Virtual Processor - peter_d_sherman
https://en.wikipedia.org/wiki/Virtual_Processor
======
peter_d_sherman
Also:

[https://news.ycombinator.com/item?id=9806607](https://news.ycombinator.com/item?id=9806607)

Excerpt:

"The technology was great. I joined just as TAOS was being migrated to intent.
Both worked in the same sort of way; code was written in a custom portable
assembly language, which was then translated into native machine code when it
was loaded into the machine. The TAOS language was VP1, the intent one was
VP2, and the first VP2 systems were hosted on TAOS, so it actually translated
VP2 into VP1 and then into native. Translation was very, very fast; as both VP
were pretty dense it was possible to load and translate VP faster than loading
native code, on certain combinations of platforms.

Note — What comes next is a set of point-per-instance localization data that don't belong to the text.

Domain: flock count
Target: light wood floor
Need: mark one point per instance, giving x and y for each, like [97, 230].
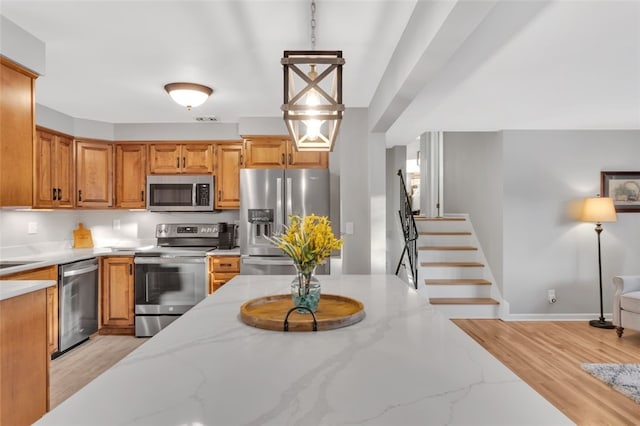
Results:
[547, 355]
[72, 371]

VP1 had 16 registers and a pretty simple instruction set. The original
incarnation was a assembler macro package. VP2 was way more complicated. It
had five register banks (int32, int64, pointer, float, double) of up to 65535
registers each. It was actually a pretty nice system to program in, especially
when the assembler got strong typing and structured programming support...
yeah, I know what you're thinking.

The OS itself was way ahead of its time: it was an asymmetric multiprocessor
system, where you could have any number of nodes of different CPU types hooked
together via a message-passing system. Code loading was transparent, and
devices and filesystems could be attached to any node on the system. It had a
blisteringly fast compositing GUI, cutting edge audio synthesis, hardware
accelerated OpenGL, and eventually ran on, deep breath: 386 x86 ARM MIPS
PowerPC MCore ColdFire Transputer ShBoom and a V, um, V840? Or something?

Our standard development procedure for new hardware was to have intent running
(inside a Linux process) on a desktop PC; we'd bootstrap a development board
up to the point of having serial support and the VP loader; then we'd hook
them together. Suddenly, we have a two-node system. We could start a terminal
on the desktop and see that node #0 was a Pentium and node #1 was, say, a
ColdFire. You could then spawn a process on node #1 and it would run
transparently on the dev board with full access to the desktop's filesystem
and device drivers, all running, quite slowly, over the serial link."